Saber as respostas a essas perguntas é uma tarefa importante, que depende, essencialmente, do conhecimento da linguagem do cinema, ou das imagens em movimento, para usar um termo genérico. Esse conhecimento é importante não apenas para o bibliotecário realizar um trabalho de qualidade, mas também para conseguir analisar de forma crítica os instrumentos que a profissão oferece e impulsionar os aperfeiçoamentos necessários.
- Excesso de foco nos suportes
Entender o suporte dos documentos audiovisuais é importante, mas não é a questão central. Preocupados com os aspectos técnicos dos filmes, DVDs e Blu-rays, muitos estudantes e profissionais se esquecem de que o campo “descrição física” não é a única informação que devem fornecer.
Mais importante do que o suporte é a linguagem pela qual se expressa o conteúdo registrado naquele suporte. Ou seja, a grande pergunta não é “como organizo DVDs”, mas “como organizo um acervo de filmes em DVD sobre arte brasileira numa biblioteca pública?”. Suportes se tornam obsoletos cada vez mais rapidamente, e são substituídos por outros antes que a biblioteconomia consiga incorporá-los às suas regras. As linguagens, embora também mudem e evoluam, são mais duradouras. O cinema não acabou, embora já esteja sendo produzido e exibido em formatos digitais. A música também não, mas diversos de seus suportes físicos não são mais fabricados e comercializados.
Esses três problemas não são insolúveis.
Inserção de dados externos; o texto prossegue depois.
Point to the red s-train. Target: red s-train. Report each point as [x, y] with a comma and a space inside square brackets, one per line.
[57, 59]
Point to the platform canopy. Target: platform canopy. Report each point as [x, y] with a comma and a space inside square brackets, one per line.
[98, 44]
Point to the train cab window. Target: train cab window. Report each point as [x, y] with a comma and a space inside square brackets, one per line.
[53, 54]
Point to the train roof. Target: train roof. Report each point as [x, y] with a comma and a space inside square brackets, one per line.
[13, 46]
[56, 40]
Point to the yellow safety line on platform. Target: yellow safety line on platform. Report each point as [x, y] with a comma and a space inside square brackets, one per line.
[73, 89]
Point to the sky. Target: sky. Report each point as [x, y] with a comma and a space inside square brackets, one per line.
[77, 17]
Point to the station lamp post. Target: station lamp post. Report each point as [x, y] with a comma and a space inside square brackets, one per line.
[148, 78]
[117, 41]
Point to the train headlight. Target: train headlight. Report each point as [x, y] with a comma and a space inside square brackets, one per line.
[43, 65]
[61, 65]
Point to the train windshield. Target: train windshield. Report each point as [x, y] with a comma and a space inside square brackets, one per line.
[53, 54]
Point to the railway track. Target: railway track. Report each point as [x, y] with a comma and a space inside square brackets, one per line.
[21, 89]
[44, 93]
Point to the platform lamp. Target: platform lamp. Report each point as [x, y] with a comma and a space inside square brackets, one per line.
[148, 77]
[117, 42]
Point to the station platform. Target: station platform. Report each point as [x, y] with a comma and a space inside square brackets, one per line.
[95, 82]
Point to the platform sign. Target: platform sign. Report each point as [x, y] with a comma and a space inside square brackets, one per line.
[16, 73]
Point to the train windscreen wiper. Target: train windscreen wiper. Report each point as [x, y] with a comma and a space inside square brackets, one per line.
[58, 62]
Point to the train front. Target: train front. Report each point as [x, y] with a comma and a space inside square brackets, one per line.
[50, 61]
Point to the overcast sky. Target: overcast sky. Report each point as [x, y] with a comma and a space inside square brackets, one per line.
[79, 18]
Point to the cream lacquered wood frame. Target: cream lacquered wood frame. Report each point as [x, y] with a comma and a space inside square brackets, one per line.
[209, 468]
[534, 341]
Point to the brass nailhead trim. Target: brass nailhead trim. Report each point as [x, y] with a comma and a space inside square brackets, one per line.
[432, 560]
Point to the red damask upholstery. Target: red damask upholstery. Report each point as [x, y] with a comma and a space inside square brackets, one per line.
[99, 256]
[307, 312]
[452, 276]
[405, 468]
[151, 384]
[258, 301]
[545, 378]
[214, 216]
Basta que os cursos de biblioteconomia dediquem mais atenção aos documentos audiovisuais – não é tão difícil assim, considerando que somos pessoas inteligentes e habituadas a trabalhar com informação. Não podemos esquecer de que os acervos audiovisuais são um grande mercado de trabalho que os bibliotecários se arriscam a perder, se continuarmos a ignorá-los (LOPEZ-DE-QUINTANA-SAENZ, 2014). É fundamental, ainda, que os bibliotecários e gestores de instituições entendam o papel decisivo que as bibliotecas podem assumir na manutenção de acervos que, sem elas, talvez estejam condenados ao esquecimento.